Intel OpenCL SDK is (slow) actually faster compared to AMD APP SDK 2.4

kugeleck · ‎05-11-2011

Hi,

I'm doing some simple OpenCL tests and I noticed that my OpenCL code executes much fasterslower with the AMD APP SDK 2.4. I'm running a 64bit Linux with an Intel Core i5 750 @ 2.67GHz and an NVIDIAGeForce GTX 550 Ti.

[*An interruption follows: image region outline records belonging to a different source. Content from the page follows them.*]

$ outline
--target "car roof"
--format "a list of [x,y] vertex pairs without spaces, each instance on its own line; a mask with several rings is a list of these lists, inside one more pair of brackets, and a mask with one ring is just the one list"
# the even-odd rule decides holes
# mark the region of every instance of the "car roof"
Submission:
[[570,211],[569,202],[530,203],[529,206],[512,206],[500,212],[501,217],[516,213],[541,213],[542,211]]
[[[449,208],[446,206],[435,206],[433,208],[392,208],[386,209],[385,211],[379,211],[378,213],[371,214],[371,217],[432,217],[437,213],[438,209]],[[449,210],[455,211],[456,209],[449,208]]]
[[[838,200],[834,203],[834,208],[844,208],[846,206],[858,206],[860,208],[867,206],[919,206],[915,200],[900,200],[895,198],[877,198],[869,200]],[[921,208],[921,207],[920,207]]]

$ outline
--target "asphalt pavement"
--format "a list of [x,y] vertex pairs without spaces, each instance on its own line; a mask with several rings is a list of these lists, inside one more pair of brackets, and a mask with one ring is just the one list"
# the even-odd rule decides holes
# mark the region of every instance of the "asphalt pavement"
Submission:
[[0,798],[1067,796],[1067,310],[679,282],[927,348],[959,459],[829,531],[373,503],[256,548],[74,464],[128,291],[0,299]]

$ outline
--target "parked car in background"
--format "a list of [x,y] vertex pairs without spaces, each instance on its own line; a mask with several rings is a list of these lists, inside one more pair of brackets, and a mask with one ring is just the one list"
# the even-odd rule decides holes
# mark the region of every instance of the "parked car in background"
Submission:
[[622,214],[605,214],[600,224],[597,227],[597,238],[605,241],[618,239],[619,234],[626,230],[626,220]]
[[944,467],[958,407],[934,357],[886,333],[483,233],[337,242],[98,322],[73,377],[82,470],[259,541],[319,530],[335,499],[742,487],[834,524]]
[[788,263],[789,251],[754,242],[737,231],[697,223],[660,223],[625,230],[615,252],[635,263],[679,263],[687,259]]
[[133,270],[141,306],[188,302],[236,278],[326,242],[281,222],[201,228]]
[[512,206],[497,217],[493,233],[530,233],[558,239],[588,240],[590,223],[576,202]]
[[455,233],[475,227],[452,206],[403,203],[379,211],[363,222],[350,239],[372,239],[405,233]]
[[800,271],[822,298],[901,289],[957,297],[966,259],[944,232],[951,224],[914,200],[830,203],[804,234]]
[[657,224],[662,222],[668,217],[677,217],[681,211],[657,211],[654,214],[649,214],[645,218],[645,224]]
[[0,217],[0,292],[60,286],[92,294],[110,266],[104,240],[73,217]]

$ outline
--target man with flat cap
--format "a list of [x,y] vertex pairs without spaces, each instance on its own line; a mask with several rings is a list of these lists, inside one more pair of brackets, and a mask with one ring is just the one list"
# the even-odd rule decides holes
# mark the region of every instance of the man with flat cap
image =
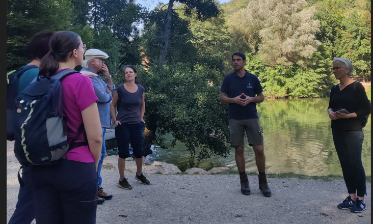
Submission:
[[109,58],[109,55],[106,53],[98,49],[90,49],[85,53],[84,58],[85,60],[82,65],[83,68],[82,69],[81,71],[87,71],[95,74],[102,72],[106,79],[106,81],[104,81],[99,76],[90,76],[93,84],[96,95],[98,98],[97,107],[100,115],[101,127],[102,128],[103,141],[102,141],[101,157],[97,167],[97,204],[101,204],[105,200],[108,200],[113,198],[113,195],[103,191],[103,189],[101,186],[102,179],[100,173],[103,158],[106,156],[105,133],[106,133],[106,128],[110,126],[110,102],[113,99],[113,92],[115,89],[115,85],[113,83],[108,66],[105,65],[104,59]]

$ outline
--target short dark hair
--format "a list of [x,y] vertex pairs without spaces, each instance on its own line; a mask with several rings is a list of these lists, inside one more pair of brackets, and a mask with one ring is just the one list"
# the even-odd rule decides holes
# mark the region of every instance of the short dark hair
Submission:
[[28,47],[33,60],[41,60],[49,52],[49,40],[53,32],[42,32],[34,36]]
[[236,55],[237,56],[239,56],[240,57],[242,58],[243,61],[246,60],[246,55],[245,55],[244,53],[242,53],[241,52],[236,52],[232,55],[232,59],[233,59],[233,57],[235,55]]
[[[123,67],[123,74],[124,74],[124,69],[126,69],[127,68],[129,68],[131,69],[132,70],[134,70],[134,72],[135,73],[137,73],[137,70],[136,70],[136,68],[134,66],[132,65],[125,65]],[[138,77],[139,76],[139,74],[137,74],[137,76],[135,77],[135,83],[136,84],[140,84],[140,81],[139,80],[139,78]]]

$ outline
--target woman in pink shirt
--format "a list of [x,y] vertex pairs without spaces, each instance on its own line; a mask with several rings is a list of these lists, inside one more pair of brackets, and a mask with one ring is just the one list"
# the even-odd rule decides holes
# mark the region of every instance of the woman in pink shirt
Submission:
[[[60,31],[50,38],[49,49],[41,60],[39,75],[52,76],[82,65],[86,47],[77,34]],[[31,166],[38,224],[96,222],[102,132],[92,81],[76,72],[61,81],[62,105],[68,141],[81,146],[69,151],[56,164]],[[85,132],[79,128],[82,124]]]

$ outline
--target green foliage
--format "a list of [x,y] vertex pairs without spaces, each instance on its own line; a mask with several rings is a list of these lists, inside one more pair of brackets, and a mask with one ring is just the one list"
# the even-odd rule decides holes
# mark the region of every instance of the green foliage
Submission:
[[371,90],[370,89],[370,86],[368,87],[368,89],[366,90],[366,96],[368,97],[368,99],[370,100],[371,98]]
[[265,96],[275,98],[308,98],[326,96],[330,86],[329,75],[322,69],[299,66],[272,67],[253,53],[246,55],[245,69],[257,75]]
[[[176,63],[148,71],[138,70],[146,89],[145,120],[157,116],[157,144],[167,148],[163,136],[169,133],[185,144],[193,158],[225,156],[229,145],[226,104],[219,100],[221,79],[206,66]],[[211,135],[215,133],[214,135]]]
[[89,19],[88,14],[91,8],[88,4],[89,2],[89,0],[71,0],[71,3],[74,6],[73,25],[81,24],[85,26],[87,24]]
[[221,8],[225,16],[238,12],[241,9],[247,7],[251,0],[231,0],[221,5]]
[[353,62],[355,74],[370,77],[370,13],[353,10],[343,19],[340,39],[336,43],[337,54]]
[[[94,39],[93,48],[99,49],[109,55],[108,59],[105,59],[105,64],[108,66],[113,81],[115,84],[123,83],[123,72],[121,68],[122,65],[120,63],[122,55],[119,50],[119,41],[107,27],[102,27],[99,34],[95,33]],[[102,72],[100,72],[99,74],[105,80]]]
[[68,30],[72,14],[70,0],[8,0],[7,70],[30,62],[27,45],[36,33]]
[[79,24],[72,27],[70,31],[77,33],[81,36],[82,42],[84,44],[87,44],[87,49],[93,48],[93,44],[95,41],[95,32],[93,29],[88,25],[84,26]]

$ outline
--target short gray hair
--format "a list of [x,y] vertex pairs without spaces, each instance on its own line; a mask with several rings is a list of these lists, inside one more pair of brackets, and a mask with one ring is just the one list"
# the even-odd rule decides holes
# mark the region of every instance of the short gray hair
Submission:
[[347,75],[351,76],[352,75],[352,73],[354,73],[354,66],[352,65],[352,62],[347,59],[344,59],[343,58],[338,58],[333,61],[333,63],[336,62],[339,62],[344,64],[346,68],[349,69],[349,72],[347,73]]

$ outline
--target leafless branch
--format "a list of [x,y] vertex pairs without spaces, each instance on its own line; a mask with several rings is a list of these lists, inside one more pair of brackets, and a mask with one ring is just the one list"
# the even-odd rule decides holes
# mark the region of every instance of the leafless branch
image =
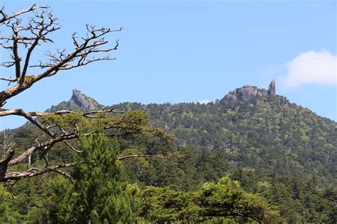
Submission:
[[21,14],[23,14],[23,13],[28,13],[28,12],[30,12],[30,11],[33,11],[36,10],[36,9],[49,9],[49,8],[50,8],[50,6],[36,6],[36,4],[33,4],[29,9],[23,9],[23,10],[21,10],[21,11],[16,13],[14,13],[13,15],[8,16],[4,12],[4,6],[0,10],[0,14],[1,14],[1,16],[2,16],[2,18],[0,19],[0,23],[3,23],[4,22],[6,22],[6,21],[9,21],[9,20],[11,20],[14,18],[16,18],[16,17],[17,17],[17,16],[18,16]]

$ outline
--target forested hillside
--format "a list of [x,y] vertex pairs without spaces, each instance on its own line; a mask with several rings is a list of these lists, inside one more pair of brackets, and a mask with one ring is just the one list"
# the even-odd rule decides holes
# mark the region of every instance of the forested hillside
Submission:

When I run the following OpenCL program (vector and global work size si 4096, local work size is 256):

[plain]#pragma OPENCL EXTENSION cl_khr_fp64 : enable

__kernel __attribute__((vec_type_hint(double)))
void add(__global __read_only double *a,
         __global __read_only double *b,
         __global __write_only double *c)
{
    size_t i = get_global_id(0);
    c = a + b;
}[/plain]

I get these execution times on average:

INTEL: 1.45s

AMD: 0.45s

NVIDIA: 1.1s (probably due to overhead)

native: 2.35s (single CPU)

What could be the reason?

The times I meassured were actually bogus. Correct numbers can be found in post #18. I was also using clWaitForEvents instead of clFinish. According to the Tips and Tricks for Kernel Development it is better to use clFinish with the Intel OpenCL SDK.

Thanks

zhaopeng · ‎05-11-2011

I have also got similar result. The performance of my median filter sample using Intel SDK is half of that using AMD SDK.

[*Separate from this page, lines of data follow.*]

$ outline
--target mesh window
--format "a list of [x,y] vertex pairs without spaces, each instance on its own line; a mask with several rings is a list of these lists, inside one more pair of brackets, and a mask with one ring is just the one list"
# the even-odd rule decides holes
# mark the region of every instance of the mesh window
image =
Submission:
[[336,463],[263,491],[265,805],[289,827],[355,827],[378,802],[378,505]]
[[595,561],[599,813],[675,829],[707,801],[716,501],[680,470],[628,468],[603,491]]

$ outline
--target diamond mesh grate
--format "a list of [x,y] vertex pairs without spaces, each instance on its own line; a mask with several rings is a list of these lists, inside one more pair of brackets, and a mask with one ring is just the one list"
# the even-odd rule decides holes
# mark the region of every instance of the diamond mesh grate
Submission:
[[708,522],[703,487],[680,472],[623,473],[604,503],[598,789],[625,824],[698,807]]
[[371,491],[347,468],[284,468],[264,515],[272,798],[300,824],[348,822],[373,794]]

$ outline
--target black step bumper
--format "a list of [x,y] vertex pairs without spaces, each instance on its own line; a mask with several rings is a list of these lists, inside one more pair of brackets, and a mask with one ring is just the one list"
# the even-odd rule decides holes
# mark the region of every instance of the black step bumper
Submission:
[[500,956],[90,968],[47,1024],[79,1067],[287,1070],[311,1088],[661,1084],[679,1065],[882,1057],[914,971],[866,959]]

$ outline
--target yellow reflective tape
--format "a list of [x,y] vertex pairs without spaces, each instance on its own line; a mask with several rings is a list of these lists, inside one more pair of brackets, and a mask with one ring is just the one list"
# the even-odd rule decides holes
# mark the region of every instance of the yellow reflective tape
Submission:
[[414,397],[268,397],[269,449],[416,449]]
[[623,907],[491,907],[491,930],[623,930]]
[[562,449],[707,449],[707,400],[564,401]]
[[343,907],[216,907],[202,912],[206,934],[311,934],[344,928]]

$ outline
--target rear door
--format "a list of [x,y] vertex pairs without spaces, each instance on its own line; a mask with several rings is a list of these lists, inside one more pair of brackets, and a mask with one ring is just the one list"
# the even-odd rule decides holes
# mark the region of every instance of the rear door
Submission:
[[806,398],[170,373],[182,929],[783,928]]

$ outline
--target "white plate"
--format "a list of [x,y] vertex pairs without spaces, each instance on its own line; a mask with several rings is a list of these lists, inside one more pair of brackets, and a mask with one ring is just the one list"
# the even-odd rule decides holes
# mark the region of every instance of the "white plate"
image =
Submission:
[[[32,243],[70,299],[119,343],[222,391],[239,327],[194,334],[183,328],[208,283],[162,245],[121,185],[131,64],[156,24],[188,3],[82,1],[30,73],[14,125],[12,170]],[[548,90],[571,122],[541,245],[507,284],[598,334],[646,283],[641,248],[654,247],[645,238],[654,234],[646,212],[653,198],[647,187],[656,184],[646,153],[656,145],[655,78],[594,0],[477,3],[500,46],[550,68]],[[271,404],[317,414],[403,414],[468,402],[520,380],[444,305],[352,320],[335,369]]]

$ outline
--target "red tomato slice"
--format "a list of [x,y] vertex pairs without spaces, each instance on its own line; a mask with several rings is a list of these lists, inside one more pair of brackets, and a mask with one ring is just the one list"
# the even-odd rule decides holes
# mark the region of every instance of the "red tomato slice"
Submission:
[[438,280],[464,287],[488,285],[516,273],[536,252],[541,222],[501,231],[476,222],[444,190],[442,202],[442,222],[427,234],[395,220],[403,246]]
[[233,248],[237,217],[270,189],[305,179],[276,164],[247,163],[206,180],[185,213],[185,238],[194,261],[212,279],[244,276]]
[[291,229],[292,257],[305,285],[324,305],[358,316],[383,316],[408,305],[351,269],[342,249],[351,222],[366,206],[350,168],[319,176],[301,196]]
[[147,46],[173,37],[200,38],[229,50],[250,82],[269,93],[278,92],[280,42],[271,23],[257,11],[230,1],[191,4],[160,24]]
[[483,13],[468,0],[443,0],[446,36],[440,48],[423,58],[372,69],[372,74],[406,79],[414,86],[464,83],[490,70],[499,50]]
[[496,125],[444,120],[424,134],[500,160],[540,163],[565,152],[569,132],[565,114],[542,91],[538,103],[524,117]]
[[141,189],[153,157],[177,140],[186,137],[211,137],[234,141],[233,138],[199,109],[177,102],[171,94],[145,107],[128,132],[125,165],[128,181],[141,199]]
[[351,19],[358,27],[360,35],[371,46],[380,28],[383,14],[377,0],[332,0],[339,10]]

However, the linux support of Intel OpenCL SDK is still in preview state. Maybe it will be optimized in future.

gzahl · ‎05-11-2011

Hey,

I have no experience at all (yet) in OpenCL development, but take a look at

http://software.intel.com/en-us/articles/tips-and-tricks-for-kernel-development/

"Avoiding Spurious Operations in Kernel Code"

Maybe this could help your performance?

Cheers

Manuel

Maxim_S_Intel · ‎05-11-2011

Indeed, as pointed by gzahl, using unsigned int as a type forwork-item id introduces overhead of down-casting actual 64-bit value to 32-bits. Best practice is to use size_t that works both for 32- and 64-bit platforms.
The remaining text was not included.